Kyle and his friends learn that the library has a lot more to offer than shelves full of books. They archive local history, have community meeting spaces, games, and cool science-y stuff as well. They also have librarians who will help you find what you need (and in fact, I must point out that Grabenstein dedicated this book to "the late Jeanette P. Myers, and all the other librarians who help us find whatever we're looking for").
I loved that two of the characters (Miguel and Andrew) were aides in the school library, and I also liked that the team Kyle formed had more girls and than boys on it. So often in popular culture I notice that groups of friends have one token girl (think "Harry Potter") but this one had a nice mix, with everyone in the group able to contribute something, and everyone able to learn something as well.
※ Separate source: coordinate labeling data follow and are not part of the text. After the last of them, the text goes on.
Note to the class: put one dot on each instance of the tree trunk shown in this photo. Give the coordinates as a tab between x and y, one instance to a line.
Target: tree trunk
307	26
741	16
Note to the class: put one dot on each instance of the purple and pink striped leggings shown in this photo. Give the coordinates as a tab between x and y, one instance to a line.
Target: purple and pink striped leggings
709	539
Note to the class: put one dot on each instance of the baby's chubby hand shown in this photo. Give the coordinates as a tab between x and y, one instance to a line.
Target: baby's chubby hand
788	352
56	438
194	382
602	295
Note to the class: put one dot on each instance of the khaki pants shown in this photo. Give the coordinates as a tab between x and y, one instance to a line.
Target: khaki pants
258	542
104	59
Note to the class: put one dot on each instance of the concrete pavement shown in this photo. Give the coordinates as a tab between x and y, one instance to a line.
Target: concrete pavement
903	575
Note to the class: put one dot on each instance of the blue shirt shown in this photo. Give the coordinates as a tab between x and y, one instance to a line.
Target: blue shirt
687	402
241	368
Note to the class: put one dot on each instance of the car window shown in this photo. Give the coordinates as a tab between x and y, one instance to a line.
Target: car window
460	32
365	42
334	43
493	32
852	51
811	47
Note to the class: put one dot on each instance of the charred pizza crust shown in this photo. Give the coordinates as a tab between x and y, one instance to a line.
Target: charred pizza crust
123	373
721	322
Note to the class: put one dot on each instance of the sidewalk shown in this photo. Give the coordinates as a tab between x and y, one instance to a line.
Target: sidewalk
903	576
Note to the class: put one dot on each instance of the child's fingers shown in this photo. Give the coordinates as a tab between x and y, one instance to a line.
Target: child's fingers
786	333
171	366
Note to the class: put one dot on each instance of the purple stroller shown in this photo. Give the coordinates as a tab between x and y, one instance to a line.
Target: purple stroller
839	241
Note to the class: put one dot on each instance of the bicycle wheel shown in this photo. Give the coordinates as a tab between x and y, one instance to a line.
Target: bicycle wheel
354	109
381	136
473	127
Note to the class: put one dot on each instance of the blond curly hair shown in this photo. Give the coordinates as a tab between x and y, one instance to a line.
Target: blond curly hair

There were two cool librarians in this work: the town's new head librarian Dr. Yanina Zinchenko described as tall with a breathy voice "with just a hint of a Russian accent." The other is Mrs. Gail Tobin, librarian when young Luigi Lemoncello was a lad who "looked a little like Princess Leia...except she had an old-fashioned bubble-top hairdo, cat's-eye glasses, and a tweed jacket with patches on the elbows...she'd be a hundred and ten if she were still alive." She appears as a hologram to the winners of the contest and assists them in navigating the space.
The games conclude on Mr. Lemoncello's birthday who says "there's no place [he'd] rather be on [his] big day than inside a library, surrounded by books."
Rife with allusions to other books (both classic and more recent favorites) this work is a true celebration of everything that is fun about books, reading, libraries, and librarians.
A perfect read for National Library Card Sign-up Month.